It’s worth asking why people were so offended by this particular piece.
Just this past week, I took my family to see the Museum of Natural History in Morro Bay. For those who haven’t seen this place, it’s worth a visit. The displays are informative and well-maintained, and it offers a great view of Morro Bay and its iconic rock. It also contains something else: Numerous stuffed and mounted birds and animals.
This museum is a popular destination, and people come and go all the time without objecting to these displays. They give visitors a better idea of what these animals look like up close. They’re educational. And the animals displayed there are displayed in a dignified fashion, meant to enhance our appreciation of them.
That’s important, because many of us have a soft spot for animals — and even more so when it comes to pets. We treat them as part of the family, and we rely on them to bring us joy, amusement and laughter even in the toughest of times.
We’re inspired by a Secretariat or a Seabiscuit. We see a bit of ourselves in a Grumpy Cat. And when our beloved animals die, we mourn.
If pets evoke powerful emotions in us, death does, as well. We fear it, struggle to come to terms with it and rail against it when it has the audacity to take someone we treasure from us.
Anyone who presents an image of an animal — especially a pet — in the context of death should be prepared for a powerful, emotional response. It’s simply human nature. Even the Morro Bay museum exhibit may be disturbing to some.
It should come as no surprise that, when an artist mounts a cat carcass and decks it out for what appears to be a night on the town, a lot of people find it disconcerting at best.
We think of our own cat and wonder to ourselves how anyone could show such apparent disrespect for an animal someone may have loved as part of the family — or, perhaps sadder still, an animal who never had a family to love.
I say “apparent” because I doubt the artists meant any disrespect. That’s just the way it came across to many who attended the show, and that shouldn’t come as a surprise.
Yes, it’s art. And yes, artists have a history of pushing the envelope. But declaring something art doesn’t mean it’s a good idea.
I can’t think of a single time in my life when I’ve seen a dead animal and thought to myself that it was zany or quirky or fun: the qualities the 927 Art Show organizers set out to celebrate.

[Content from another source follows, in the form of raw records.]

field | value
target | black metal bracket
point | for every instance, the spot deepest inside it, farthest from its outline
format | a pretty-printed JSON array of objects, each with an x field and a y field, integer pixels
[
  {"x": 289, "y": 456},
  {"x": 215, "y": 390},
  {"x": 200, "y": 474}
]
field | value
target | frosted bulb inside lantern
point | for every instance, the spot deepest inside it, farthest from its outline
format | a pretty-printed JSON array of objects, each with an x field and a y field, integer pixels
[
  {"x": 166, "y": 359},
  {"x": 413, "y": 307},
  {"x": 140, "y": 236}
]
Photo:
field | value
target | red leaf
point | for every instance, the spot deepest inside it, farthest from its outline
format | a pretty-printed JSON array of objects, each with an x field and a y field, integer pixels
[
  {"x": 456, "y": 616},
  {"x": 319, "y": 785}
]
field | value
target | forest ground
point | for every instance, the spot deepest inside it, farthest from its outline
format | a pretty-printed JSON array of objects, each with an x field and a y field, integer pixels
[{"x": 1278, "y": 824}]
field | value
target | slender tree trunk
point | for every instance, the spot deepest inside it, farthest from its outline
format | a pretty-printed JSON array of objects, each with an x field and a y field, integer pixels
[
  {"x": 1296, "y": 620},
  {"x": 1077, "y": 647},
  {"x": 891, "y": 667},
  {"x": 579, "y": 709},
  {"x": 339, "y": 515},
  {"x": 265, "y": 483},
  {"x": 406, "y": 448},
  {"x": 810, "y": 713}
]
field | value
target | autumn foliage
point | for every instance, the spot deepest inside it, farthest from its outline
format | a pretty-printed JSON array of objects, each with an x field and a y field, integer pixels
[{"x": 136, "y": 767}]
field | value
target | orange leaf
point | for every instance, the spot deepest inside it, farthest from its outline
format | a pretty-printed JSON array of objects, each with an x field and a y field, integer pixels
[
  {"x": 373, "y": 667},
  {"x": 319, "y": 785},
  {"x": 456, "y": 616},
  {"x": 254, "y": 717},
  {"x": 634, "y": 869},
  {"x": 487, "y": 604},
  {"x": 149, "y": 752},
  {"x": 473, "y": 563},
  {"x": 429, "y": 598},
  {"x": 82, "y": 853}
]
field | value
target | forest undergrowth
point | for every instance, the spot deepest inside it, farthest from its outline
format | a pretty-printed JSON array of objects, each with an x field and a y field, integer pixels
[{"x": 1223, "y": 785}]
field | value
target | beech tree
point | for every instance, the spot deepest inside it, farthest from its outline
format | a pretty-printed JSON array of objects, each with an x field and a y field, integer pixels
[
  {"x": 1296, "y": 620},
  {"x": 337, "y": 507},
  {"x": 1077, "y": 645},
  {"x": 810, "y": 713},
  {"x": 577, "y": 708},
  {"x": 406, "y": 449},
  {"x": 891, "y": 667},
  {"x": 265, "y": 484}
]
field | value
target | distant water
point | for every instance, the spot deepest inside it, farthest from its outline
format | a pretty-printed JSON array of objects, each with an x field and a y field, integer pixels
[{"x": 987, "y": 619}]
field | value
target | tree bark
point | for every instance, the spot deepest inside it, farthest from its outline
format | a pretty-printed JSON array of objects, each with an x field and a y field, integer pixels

Visitors went to the show expecting light-hearted whimsy and frivolity, and in most cases, they saw just that. But then there was the image of that dead cat. They weren’t expecting that. The fact that visitors weren’t prepared for it must have made the experience all the more jarring.
To those who found the piece offensive and/or out of place, its selection as Best in Show must have added insult to injury.
Organizers have every right to select what they include in the show and which pieces win awards.
To my way of thinking, it’s not a question of censorship or a matter of deciding what’s art and what isn’t. It’s just a matter of taking the human element into account, considering the context and being sensitive to how people might react.
We’re human and we love our animals. It’s as simple as that.